I will continue to post and attempt to contribute to NZ policy discussions while finishing up in SG, and look forward to what promises to be another interesting chapter in a life yet to be fully played out on either a personal or professional level.
I got my PADI Open Water in Pulau Weh, Aceh late 2010. The diving was beautiful, and since Banda Aceh is a short direct flight from KL, it might be something to consider. And of course, Aceh’s post-conflict, post-disaster highly religious society on the edge of the region is particularly interesting in and of itself. It’s a remarkable place. Pulau Weh sits on the edge of the Straights of Malacca, and was a major shipping port early 20thC. There was a plan to build a major seaport there in the 2000s, but nothing has come of it.

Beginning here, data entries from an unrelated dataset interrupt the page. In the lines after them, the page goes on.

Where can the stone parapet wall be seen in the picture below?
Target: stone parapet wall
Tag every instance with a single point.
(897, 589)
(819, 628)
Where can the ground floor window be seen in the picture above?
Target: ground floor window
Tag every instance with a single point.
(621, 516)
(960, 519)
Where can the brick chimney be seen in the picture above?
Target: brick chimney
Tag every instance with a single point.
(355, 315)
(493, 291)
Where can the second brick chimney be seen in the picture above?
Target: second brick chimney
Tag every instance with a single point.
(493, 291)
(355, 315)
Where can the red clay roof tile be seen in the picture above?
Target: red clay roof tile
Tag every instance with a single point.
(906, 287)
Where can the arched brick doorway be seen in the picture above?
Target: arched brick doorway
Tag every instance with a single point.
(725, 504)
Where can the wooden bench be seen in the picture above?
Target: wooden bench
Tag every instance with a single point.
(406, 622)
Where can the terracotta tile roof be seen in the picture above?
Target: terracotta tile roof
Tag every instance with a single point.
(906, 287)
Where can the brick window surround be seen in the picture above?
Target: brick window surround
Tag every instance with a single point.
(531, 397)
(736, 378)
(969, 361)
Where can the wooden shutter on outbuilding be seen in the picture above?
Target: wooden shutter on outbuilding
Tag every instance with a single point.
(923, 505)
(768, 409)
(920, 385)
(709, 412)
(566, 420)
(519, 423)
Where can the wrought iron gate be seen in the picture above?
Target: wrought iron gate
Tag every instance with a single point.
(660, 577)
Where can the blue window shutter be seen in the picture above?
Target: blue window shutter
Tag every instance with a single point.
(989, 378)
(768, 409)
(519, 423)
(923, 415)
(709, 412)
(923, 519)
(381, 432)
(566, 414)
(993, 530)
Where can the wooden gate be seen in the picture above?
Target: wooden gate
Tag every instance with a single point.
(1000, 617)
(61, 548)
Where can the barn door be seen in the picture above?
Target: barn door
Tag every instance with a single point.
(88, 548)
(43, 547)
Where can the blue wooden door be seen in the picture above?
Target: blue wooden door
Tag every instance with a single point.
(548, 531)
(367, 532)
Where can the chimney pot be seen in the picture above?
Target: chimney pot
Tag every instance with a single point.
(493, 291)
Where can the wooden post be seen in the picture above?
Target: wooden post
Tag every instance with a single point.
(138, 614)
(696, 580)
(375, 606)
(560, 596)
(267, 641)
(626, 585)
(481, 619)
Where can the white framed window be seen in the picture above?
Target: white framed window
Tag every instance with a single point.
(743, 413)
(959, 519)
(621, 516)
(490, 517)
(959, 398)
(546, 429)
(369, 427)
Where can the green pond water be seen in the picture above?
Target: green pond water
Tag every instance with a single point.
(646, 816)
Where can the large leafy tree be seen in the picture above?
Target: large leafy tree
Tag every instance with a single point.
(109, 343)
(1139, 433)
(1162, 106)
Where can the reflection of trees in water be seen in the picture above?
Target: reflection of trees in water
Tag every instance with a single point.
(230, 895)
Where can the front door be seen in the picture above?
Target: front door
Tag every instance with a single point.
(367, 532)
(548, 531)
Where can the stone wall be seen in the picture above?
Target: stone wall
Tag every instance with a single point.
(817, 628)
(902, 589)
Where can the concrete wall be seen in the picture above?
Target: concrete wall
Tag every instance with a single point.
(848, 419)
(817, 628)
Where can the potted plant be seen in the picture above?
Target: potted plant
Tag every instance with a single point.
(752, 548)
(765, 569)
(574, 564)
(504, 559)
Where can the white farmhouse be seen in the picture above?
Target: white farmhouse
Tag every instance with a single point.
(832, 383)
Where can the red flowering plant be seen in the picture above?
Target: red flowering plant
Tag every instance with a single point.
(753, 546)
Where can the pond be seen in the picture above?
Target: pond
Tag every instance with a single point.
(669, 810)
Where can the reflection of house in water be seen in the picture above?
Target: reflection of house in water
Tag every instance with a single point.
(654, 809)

At the other end of the archipelago is the Raja Ampat Islands in Papua, and a friend who works with WWF marine guys says they rate it as possibly the best dive site in the world. More difficult to get to, obviously. I’m planning to get there some time in 2011, insyallah. I don’t know about surf in the archipelago, you’ll have to take other advice on that…
Thanks George. I am thinking more of Sabah than any place else, but your pointers give me food for thought. Trouble is, I have to do the trip during the university semester break, so have limited time to travel.
I just spent 4 days around Sandakan, which included 2 nights on Libaran Island. We included a trip to Bakugan Kechil island which had a glass bottom boat ride – which was useless, as they drove too fast, and the glass wasn’t clean. However, we did get a chance to go snorkelling, which was great. The fish weren’t as varied as at Mele island, Vanuatu, and the coral not as good as in the Red Sea, but it was still pretty good.
However, the highlight of the trip was travelling to the Turtle Hatchery on Selingan Island. We got to see a Green Turtle laying its eggs, transferral of the eggs to the hatchery, and the release of the turtles that had hatched that day. A fantastic experience – highly recommended.
We also had a late afternoon boat trip on a tributary of the Sukau river, and got to see 3 species of Macaques, Proboscis Monkeys, and an Orangutan in the wild. The Sepilok Orangutan Rehabilitation Centre gave us the chance to get a good close up views of Orangutans and Macaques, and also a Green Pit Viper.
Cheap clothes in markets and malls in Kota Kinabalu as well.
Hope this helps.
Seligan Island is on the itinerary (the place we are staying is on a peninsula about 30 min. by boat from it). We’ll spend a night in KK on the way in and out and will look to do at least one of the river trips. The main purpose of the trip is to find clean water and reefs to swim/snorkel in/on.